I remember when TNG started in the fall of 1987. I was in college, living in a dorm. In my area, it came on Sunday night at 11:00. Obviously, the local station didn't think much of it. Some TV exec must have said, "we'll buy the show, but let's put it on at an out of the way time when nobody watches TV". But I stayed up and watched it every Sunday night. I preferred to go to bed at that time, but in another way it was convenient, because no one would be asking me to go out to eat or see a movie that late at night on a Sunday. So I could be in my room by myself (I had a private room that year, and I didn't know anyone else who wanted to watch it with me) and happily watch Star Trek. Imagine seeing Q for the first time. A godlike being who didn't like humanity at all. He was a much better character later on when he had a sense of humor. I would have never guessed from the beginning that he would grow to be one of my favorite characters.
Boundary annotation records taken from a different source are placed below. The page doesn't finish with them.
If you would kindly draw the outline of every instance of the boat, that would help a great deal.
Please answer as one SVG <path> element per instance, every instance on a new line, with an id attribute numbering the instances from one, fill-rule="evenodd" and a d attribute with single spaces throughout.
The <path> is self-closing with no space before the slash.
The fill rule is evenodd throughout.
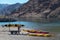
<path id="1" fill-rule="evenodd" d="M 51 34 L 28 34 L 29 36 L 37 36 L 37 37 L 52 37 Z"/>

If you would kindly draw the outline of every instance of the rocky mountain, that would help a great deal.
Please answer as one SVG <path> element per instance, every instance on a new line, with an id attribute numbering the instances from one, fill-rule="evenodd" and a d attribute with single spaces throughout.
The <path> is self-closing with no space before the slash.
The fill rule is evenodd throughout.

Star Trek, of course, wasn't dead before TNG. The Trek movies had been doing well. Star Trek IV: The Voyage Home was a huge hit in 1986, and TNG premeired the following year in 1987. So for Trek, a new series might have seemed like a natural progression. You know, I wouldn't have minded seeing the original actors come back in a new weekly show. But, you know, they are aging, and TV shows want younger stars. Wait, Patrick Stewart wasn't exactly a spring chicken. That was another, as I've read in interviews with Gene Roddenberry, risky move. Casting a man who's not only more mature, but also bald, didn't fit the bill of your typical leading man. I'm so glad that Gene and producer Rick Berman chose to go with Patrick Stewart. I think they saw that his acting ability and charisma were enough to carry the show. And besides, they had Riker to be the handsome leading man type. But I'm sure even Gene and Rick were surprised by how popular Patrick became. Patrick Stewart actually did become the male sex symbol of the show. What can I say? Captain Picard was a great leader. A man of compassion and yet a man of great inner strength and dignity. He could be a good leader without being stale or militaristic. If you go back and look at Patrick Stewart's work before TNG, such as David Lynch's Dune, you'll see he was always a great actor. It's like he was destined for the role of Picard and the fame it brought him. Michael Dorn at a con once referred to Patrick by saying, "he's god." That pretty much sums it up. He'll even be coming back, starring on his own series on CBS. Remember hearing his voice for the first time doing the opening monologue "Space the final frontier". Ohh that voice! Star Trek: The Next Generation. A continuation of Trek. A representation of the best that Trek can be. It brought many new fans to the franchise, and still does. It will live on forever!